2024-02-08 02:32:24

by Oliver Sang

[permalink] [raw]
Subject: [mcgrof:20240131-test-xarray] [test_xarray] 3bc2ee924e: WARNING:at_kernel/rcu/tree_stall.h:#rcu_check_gp_start_stall



Hello,

kernel test robot noticed "WARNING:at_kernel/rcu/tree_stall.h:#rcu_check_gp_start_stall" on:

commit: 3bc2ee924e22d16abb6483d266f4c461f665fadf ("test_xarray: add tests for advanced multi-index use")
https://git.kernel.org/cgit/linux/kernel/git/mcgrof/linux.git 20240131-test-xarray

in testcase: boot

compiler: gcc-12
test machine: qemu-system-x86_64 -enable-kvm -cpu SandyBridge -smp 2 -m 16G

(please refer to attached dmesg/kmsg for entire log/backtrace)

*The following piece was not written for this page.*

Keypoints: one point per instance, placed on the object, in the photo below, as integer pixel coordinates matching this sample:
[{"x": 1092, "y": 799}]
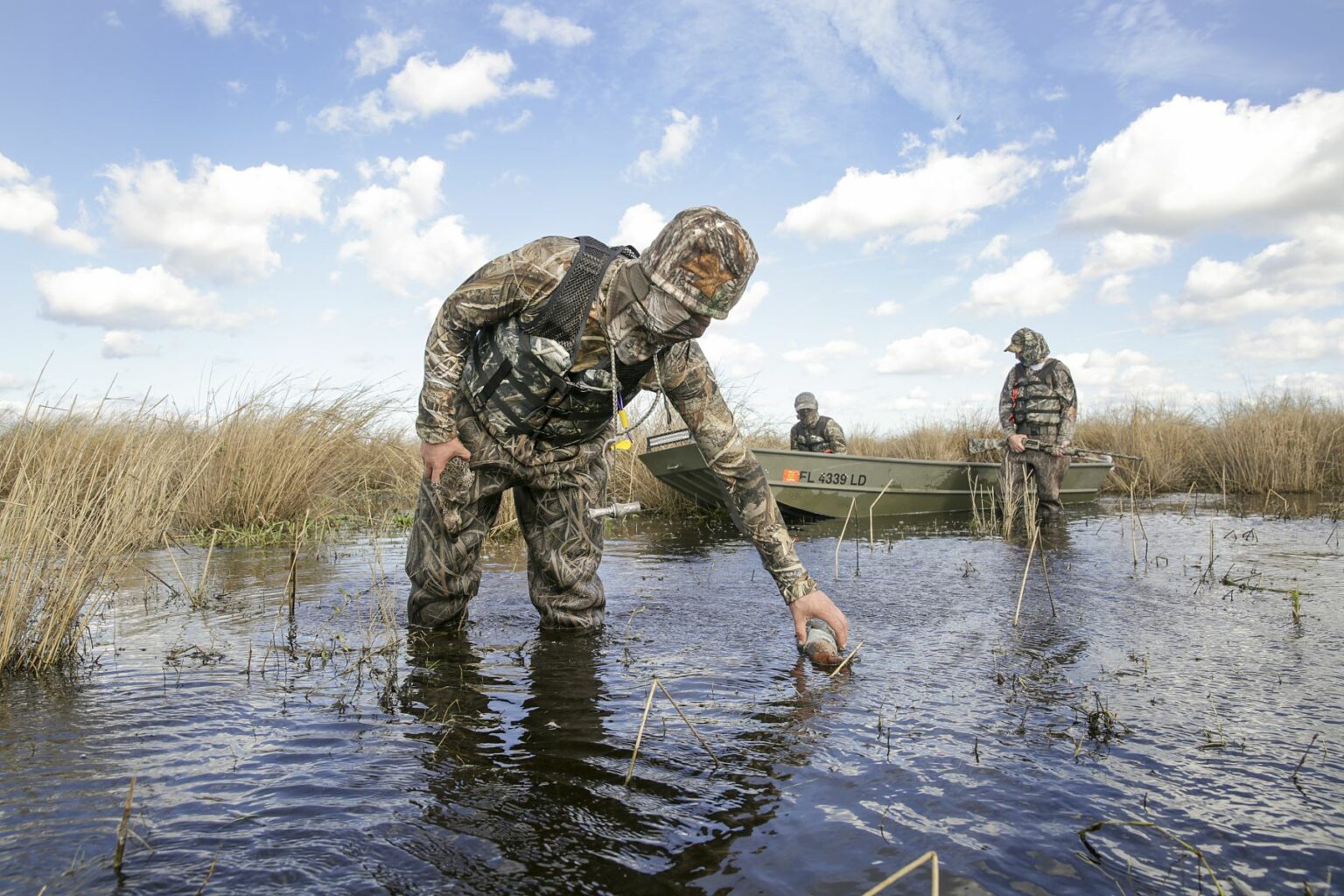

If you fix the issue in a separate patch/commit (i.e. not just a new version of
the same patch/commit), kindly add following tags
| Reported-by: kernel test robot <[email protected]>
| Closes: https://lore.kernel.org/oe-lkp/[email protected]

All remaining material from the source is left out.